Benvenuti al secondo report di Metropolitan Magazine Italia sul Festival di Berlino. Tante novità in serbo per voi: i commenti ai film delle precedenti giornate, le star sul red carpet e l’esordio nella kermesse dell’unico film italiano in gara aspettando il cinema americano.

C’eravamo lasciati con la presentazione al grande pubblico di Eva di Benoit Jacquot e lo riprendiamo due giorni dopo con i fischi della sala dopo la prima proiezione. I toni ambigui, torbidi e perversi visti nel libro di James Hadley Chase, dai cui è tratto il film, scompaiono. Opera pretenziosa che si sviluppa più su un piano psicologico abbandonando spesso la storia che diventa a tratti grottesca. Isabelle Huppert appare in grande forma ma fuori luogo in una posizione non congeniale alla sua età. Le soluzioni autoriali sfiorano tal volta il ridicolo rendendo la pellicola goffa e priva di contenuti. Di maggiore interesse è il film Transit di Christian Petzold. Il regista tedesco prosegue nel suo percorso alla scoperta del pensiero tedesco tra le guerre e lo fa in un film dove mostra che la distanza tra la Seconda Guerra Mondiale e la nostra epoca sembra più vicina che mai. Film che racconta la storia di un esodo; un viaggio ma anche la trasformazione culturale di un’intera nazione. Attraverso l’odissea straziante  dei rifugiati che nella poetica del regista ritrovano vita. Mai banale e non retorico perché i rifermenti tra quell’epoca e la nostra sono velati ma tanto chiari da farci riflettere. In Dovlatov di Alexey German JR si parla di censura e di ostruzionismo. Piani sequenza estenuanti, talvolta surrealistici seguono la vena poetica dello scrittore, a cui è ispirata la vicenda. Il film fa riflettere sull’inutilità della privazione della libertà artistica ponendosi con toni sarcastici di fronte alla gravità degli accaduti. Dovlatov viene considerato dalla critica come uno dei migliori film al festival visti fino ad ora.

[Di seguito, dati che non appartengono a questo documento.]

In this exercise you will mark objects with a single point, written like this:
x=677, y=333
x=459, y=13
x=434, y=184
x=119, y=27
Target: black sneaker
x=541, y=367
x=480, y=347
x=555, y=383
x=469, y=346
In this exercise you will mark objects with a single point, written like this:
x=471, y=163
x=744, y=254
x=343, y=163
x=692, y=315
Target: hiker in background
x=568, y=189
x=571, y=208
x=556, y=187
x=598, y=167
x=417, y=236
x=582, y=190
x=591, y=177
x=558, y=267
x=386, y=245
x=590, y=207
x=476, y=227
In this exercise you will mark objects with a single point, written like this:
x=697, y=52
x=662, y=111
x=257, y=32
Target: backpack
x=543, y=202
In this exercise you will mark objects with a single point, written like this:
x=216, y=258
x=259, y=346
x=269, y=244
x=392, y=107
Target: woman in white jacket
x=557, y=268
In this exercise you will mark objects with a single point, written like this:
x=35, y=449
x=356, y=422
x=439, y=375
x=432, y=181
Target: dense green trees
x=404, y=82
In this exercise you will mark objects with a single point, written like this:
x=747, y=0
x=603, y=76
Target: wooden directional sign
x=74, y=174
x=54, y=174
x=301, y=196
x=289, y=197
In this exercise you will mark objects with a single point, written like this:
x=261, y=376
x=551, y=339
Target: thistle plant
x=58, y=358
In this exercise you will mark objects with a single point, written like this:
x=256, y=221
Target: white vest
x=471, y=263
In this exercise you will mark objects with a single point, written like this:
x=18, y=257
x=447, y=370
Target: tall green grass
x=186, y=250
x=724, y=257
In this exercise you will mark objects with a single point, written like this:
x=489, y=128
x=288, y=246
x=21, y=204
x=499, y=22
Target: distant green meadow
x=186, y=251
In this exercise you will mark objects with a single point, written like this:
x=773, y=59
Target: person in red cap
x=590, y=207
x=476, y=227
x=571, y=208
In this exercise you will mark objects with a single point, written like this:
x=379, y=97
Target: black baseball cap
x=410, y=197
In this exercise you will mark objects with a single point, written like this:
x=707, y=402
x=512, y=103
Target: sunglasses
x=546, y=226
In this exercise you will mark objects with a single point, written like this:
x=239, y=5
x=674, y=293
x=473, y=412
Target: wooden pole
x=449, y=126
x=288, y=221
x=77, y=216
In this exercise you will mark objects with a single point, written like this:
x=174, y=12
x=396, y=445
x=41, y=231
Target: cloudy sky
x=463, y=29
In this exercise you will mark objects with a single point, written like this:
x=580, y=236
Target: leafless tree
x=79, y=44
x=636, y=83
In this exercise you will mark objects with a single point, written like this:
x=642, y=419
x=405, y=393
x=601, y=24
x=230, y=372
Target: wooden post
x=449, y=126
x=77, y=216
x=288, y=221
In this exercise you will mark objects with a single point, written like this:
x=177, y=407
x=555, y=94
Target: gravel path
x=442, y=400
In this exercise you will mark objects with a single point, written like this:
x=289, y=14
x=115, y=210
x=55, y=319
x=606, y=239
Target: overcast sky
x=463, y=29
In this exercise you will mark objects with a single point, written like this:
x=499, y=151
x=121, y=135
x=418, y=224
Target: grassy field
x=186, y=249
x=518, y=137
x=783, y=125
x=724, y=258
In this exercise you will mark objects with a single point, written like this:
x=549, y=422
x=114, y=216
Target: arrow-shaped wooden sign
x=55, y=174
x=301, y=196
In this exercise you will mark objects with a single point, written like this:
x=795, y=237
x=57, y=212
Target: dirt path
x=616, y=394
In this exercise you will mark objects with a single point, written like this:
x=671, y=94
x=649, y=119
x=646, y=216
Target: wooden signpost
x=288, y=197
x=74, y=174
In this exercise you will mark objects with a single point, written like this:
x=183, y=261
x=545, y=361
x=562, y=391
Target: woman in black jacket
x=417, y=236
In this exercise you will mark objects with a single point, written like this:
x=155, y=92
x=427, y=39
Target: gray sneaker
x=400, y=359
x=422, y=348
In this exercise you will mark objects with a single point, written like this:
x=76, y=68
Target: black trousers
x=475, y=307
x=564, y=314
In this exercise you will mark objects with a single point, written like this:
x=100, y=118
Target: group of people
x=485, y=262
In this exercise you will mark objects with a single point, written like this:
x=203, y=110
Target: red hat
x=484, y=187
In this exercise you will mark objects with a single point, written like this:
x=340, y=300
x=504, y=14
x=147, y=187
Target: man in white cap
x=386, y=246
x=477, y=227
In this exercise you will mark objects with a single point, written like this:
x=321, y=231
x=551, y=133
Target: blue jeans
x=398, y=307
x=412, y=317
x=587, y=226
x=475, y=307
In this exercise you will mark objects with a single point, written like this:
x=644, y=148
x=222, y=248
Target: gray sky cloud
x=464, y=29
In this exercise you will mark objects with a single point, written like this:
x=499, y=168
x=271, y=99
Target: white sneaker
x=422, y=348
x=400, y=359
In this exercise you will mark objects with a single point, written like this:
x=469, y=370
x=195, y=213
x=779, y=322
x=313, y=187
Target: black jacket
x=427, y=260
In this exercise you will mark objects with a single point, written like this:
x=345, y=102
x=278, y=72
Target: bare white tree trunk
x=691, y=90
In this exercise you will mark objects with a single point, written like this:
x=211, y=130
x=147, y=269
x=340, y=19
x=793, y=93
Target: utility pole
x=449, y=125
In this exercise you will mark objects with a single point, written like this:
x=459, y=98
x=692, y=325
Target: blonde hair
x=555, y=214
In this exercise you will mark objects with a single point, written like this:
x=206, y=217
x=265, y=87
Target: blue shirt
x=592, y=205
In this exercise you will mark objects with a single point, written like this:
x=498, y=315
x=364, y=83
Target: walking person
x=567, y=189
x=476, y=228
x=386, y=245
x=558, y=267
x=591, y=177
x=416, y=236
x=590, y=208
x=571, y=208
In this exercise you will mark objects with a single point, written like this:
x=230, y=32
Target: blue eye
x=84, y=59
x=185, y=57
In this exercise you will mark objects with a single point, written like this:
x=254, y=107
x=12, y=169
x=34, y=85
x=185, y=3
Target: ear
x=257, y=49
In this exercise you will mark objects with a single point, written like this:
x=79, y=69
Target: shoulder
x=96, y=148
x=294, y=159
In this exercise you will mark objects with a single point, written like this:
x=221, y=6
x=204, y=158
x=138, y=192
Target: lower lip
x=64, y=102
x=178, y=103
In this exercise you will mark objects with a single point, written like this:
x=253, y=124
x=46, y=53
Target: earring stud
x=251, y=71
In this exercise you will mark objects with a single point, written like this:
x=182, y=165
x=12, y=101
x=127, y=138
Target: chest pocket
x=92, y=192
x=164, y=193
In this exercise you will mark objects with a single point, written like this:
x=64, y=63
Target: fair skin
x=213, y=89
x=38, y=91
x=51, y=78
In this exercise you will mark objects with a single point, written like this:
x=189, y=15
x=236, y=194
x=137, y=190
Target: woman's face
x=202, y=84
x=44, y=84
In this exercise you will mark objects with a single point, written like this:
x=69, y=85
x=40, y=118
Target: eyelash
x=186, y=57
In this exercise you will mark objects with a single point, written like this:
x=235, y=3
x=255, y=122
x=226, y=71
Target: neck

Applausi a scena aperta per l’unico film italiano in concorso: Figlia mia di Laura Bispuri che si dichiara favorevole al movimento #MeToo ma si batte verso la strumentalizzazione di qualsiasi causa! La regista romana crea donne a tutto tondo puntando su una forte caratterizzazione eliminando la perenne attesa della controparte maschile. La voglia di raccontare le pulsioni umani nonostante la globalizzazione porta l’autrice ad ambientare l’opera in una Sardegna ancestrale e primitiva. Quest’ambientazione fa da base alla vicenda che vede nelle attrici il pomo della discordia della pellicola. Se la piccola Sara Casu si dimostra eccezionale come esordiente non si può dire di Valeria Golino e Alba Rohrwacher che spesso appiano melodrammatiche e di difficile empatia. Continua la domenica di festival con Le priére di Cédric Khan che riesce a colpire la giuria con un’opera che unisce la lotta alla dipendenza con la lotta alla fede più estrema alla ricerca di una via giusta di religione. Delude The Real Estate di Alex Petersen e Mans Mansson.

 

Nella giornata del 19 viene mostrato l’omaggio toccante che Emily Atef fa a Romy Schneider nel film Three days in Quiberon. L’attrice, interpretata da un ottima Marie Baümer, viene immortalata in uno splendido bianco e nero che le continua a donare grazia nonostante la depressione e il sentimento di morte aleggi nell’aria. La regista non è mai banale ed evita di entrare nei cliche del film facile. Decide perciò di lasciare spazio alle immagini rappresentando semplicemente la vita. Fuori concorso è Seven days in Entebbe del produttore e regista di alcune puntate di Narcos Josè Paldilha. Il film porta a Berlino qualche film di genere per intrattenere gli spettatori meno esigenti. Thriller teso e cupo con degli ottimi Rosamund Pike e Daniel Brühl. L’ultimo film della giornata porta la paura e il dramma sul grande schermo. Si ricalca il dramma del terrorismo. Il film è Utøja 22.Juli di Erik Poppe che parla della strage avvenuta in Norvegia nella cittadina da cui il titolo dell’opera prende il nome. Grande merito va al regista che riesce a incanalare sullo schermo lo stupore più che la disperazione, lo smarrimento più che i morti, l’incredulità più che l’odio. L’espediente è una giovane donna ignara, o quasi, di tutto ciò che la circonda perché impegnata in un campeggio. Presto la sua felicità svanirà diventando

una testimone nel dramma. Da vedere.

Per martedì 20 Febbraio il festival ci propone due dei film più attesi: Season of the devil di Lav Diaz e Don’t worry, he won’t get far on foot di Gus Van Sant. Al prossimo report e mi raccomando: Buon Cinema!